Questo avvilimento dell'individuo io lo considero il maggior male del capitalismo. Tutto il nostro sistema educativo ne è danneggiato. Un'attitudine competitiva esagerata viene inculcata allo studente, così condotto, come preparazione alla sua futura carriera, ad adorare il successo.
Sono convinto che vi sia un solo modo per eliminare questi gravi mali: la creazione di una economia socialista, accompagnata da un sistema educativo volto a fini sociali. In una tale economia i mezzi di produzione sono di proprietà della società e vengono utilizzati secondo un piano. Un'economia pianificata che adatti la produzione alle necessità della comunità, distribuirebbe il lavoro tra tutti gli abili al lavoro e garantirebbe i mezzi di sussistenza a ogni uomo, donna e bambino.
L'educazione dell'individuo, oltre che incoraggiare le sue innate qualità, dovrebbe proporsi di sviluppare il senso di responsabilità verso i suoi simili, invece dell'esaltazione del potere e del successo che è praticata dalla nostra attuale società.
E' tuttavia necessario ricordare che un'economia pianificata non è ancora socialismo. Un'economia pianificata come questa può essere accompagnata dal completo asservimento dell'individuo. Il raggiungimento del socialismo richiede la soluzione di alcuni problemi politico-sociali estremamente difficili: come è possibile in vista di una centralizzazione di vasta portata del potere politico ed economico, impedire che la burocrazia divenga potente e prepotente? Come possono essere protetti i diritti dell'individuo ed essere con ciò assicurato un contrappeso democratico alla potenza della burocrazia?

Albert Einstein (da "Monthly Review", maggio 1949)

Flessioni e ri-flessioni. Di Luca Bagatin

Non ho una ideologia di riferimento.
Semplicemente perché non mi interessa avere una ideologia di riferimento.
Senza approfondimento, senza il "vivere" (storicamente parlando, dalla culla alla bara), le ideologie di riferimento sono poca cosa.
Si possono veicolare e approfondire le ideologie e farle proprie solo se le si rielaborano. Contribuendo così a narrare i fatti: sia quelli storici che quelli contemporanei e contingenti.
E così fu che nacque "Amore e Libertà" (www.amoreeliberta.blogspot.it ), un pensatoio (anti)politico, (contro)culturale e populista-socialista.

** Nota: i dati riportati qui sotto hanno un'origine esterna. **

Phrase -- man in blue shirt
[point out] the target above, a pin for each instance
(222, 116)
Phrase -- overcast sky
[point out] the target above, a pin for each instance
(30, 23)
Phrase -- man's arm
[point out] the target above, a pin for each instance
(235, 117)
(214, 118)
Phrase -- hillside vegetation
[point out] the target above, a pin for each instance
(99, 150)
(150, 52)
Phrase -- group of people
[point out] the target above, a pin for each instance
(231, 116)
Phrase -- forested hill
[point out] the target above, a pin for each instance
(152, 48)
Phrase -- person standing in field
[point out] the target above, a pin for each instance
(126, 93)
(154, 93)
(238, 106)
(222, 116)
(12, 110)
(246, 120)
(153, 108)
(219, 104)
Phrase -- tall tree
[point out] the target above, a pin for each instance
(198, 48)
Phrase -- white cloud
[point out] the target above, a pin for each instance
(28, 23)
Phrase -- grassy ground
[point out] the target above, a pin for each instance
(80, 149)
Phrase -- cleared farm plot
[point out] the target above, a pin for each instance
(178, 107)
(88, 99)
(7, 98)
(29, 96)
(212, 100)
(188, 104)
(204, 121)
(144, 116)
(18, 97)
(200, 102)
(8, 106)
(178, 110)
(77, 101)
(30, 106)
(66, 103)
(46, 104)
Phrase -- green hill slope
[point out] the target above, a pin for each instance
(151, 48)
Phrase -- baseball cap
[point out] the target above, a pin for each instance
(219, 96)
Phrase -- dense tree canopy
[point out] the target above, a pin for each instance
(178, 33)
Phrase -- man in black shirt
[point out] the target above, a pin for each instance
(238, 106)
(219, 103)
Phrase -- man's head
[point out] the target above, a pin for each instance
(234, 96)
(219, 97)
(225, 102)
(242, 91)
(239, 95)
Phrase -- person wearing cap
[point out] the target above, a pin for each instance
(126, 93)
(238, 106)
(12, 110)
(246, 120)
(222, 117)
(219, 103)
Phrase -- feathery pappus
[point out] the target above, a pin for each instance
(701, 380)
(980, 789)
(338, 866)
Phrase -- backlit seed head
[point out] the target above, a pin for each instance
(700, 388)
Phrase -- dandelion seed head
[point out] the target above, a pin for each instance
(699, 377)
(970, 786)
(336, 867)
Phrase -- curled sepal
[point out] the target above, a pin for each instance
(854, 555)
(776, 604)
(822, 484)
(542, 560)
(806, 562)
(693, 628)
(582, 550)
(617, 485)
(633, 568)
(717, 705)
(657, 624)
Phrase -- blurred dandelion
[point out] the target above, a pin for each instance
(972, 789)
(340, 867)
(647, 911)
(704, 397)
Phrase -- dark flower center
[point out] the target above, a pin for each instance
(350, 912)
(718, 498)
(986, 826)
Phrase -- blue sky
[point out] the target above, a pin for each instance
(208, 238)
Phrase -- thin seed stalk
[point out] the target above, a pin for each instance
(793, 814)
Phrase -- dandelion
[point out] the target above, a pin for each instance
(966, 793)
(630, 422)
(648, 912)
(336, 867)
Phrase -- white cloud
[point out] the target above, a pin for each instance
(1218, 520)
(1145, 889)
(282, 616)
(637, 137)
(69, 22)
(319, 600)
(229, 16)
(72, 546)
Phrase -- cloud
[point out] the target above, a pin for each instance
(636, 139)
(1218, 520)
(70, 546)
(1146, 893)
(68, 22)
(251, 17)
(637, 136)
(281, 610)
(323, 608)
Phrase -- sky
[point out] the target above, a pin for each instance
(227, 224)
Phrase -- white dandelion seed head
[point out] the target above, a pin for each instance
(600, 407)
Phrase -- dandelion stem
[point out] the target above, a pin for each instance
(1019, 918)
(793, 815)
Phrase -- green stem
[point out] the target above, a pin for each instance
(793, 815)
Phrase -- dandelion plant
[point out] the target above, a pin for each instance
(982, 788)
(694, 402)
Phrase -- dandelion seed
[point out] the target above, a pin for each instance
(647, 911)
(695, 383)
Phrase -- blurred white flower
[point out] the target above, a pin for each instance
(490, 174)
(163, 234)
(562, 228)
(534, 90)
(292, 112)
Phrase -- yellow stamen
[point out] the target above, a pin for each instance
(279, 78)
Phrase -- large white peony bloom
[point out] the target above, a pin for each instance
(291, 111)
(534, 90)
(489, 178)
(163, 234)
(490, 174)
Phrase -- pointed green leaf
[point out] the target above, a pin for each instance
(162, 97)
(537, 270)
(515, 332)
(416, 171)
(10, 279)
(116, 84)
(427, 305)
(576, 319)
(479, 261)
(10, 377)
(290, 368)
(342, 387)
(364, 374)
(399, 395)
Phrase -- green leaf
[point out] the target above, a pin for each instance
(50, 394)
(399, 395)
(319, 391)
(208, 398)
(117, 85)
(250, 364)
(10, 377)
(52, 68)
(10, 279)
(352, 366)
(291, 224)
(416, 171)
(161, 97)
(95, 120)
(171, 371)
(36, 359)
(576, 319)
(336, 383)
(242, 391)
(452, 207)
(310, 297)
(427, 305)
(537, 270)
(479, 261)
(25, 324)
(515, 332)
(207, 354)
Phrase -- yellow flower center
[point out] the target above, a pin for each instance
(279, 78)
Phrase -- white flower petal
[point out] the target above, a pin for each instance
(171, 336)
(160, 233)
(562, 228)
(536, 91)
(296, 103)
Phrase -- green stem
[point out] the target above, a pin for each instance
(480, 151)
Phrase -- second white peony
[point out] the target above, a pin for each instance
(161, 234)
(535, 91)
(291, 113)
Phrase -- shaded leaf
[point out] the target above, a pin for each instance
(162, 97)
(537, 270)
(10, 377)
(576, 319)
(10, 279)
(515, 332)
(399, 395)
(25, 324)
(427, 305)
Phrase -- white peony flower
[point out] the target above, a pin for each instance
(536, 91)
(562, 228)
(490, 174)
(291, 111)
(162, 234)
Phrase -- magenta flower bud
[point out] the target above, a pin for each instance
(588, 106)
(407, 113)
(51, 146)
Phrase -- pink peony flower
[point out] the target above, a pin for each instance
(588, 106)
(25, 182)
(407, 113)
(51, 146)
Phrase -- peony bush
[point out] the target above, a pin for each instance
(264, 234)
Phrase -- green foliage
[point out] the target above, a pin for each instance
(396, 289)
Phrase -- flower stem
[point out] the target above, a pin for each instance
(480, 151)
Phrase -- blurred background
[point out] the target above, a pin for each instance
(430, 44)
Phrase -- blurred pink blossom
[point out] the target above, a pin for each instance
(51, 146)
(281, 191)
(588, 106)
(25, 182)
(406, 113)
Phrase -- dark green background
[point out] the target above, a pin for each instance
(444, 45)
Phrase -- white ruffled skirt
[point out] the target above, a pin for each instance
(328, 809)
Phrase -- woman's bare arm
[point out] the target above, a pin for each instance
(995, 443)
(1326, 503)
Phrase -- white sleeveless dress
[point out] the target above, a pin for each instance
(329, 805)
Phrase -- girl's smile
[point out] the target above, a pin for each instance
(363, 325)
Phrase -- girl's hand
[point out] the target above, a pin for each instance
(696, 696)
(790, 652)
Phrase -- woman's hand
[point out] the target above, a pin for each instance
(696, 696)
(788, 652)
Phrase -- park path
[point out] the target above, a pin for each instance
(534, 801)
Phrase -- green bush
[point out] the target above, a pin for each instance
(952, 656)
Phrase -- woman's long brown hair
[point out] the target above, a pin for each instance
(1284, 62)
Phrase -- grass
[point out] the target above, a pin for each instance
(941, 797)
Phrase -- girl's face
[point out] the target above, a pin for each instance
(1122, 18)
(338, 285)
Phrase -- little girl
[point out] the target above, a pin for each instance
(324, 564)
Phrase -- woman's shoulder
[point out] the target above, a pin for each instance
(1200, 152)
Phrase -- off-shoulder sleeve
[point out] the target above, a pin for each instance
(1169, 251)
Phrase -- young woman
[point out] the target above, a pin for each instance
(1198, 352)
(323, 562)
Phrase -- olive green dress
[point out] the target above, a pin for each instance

Non ideologico, ma psicologico, spirituale, antropologico se vogliamo. 

Se oggi sostengo i comunisti in Italia, i bolivariani e i peronisti in America Latina, i nazionalbolscevichi e i comunisti in Russia e i socialisti rivoluzionari in Francia, non è per ragioni meramente ideologiche, ma pratiche.
Con la svendita del patrimonio statale, con le successive privatizzazioni selvagge, con l'avvento del capitalismo assoluto e del privato truffaldino, con la decadenza dei costumi, solo un socialismo autentico e originario può porre un minimo di ordine al caos creato da almeno vent'anni e oltre di politiche liberal capitaliste e avventuriste.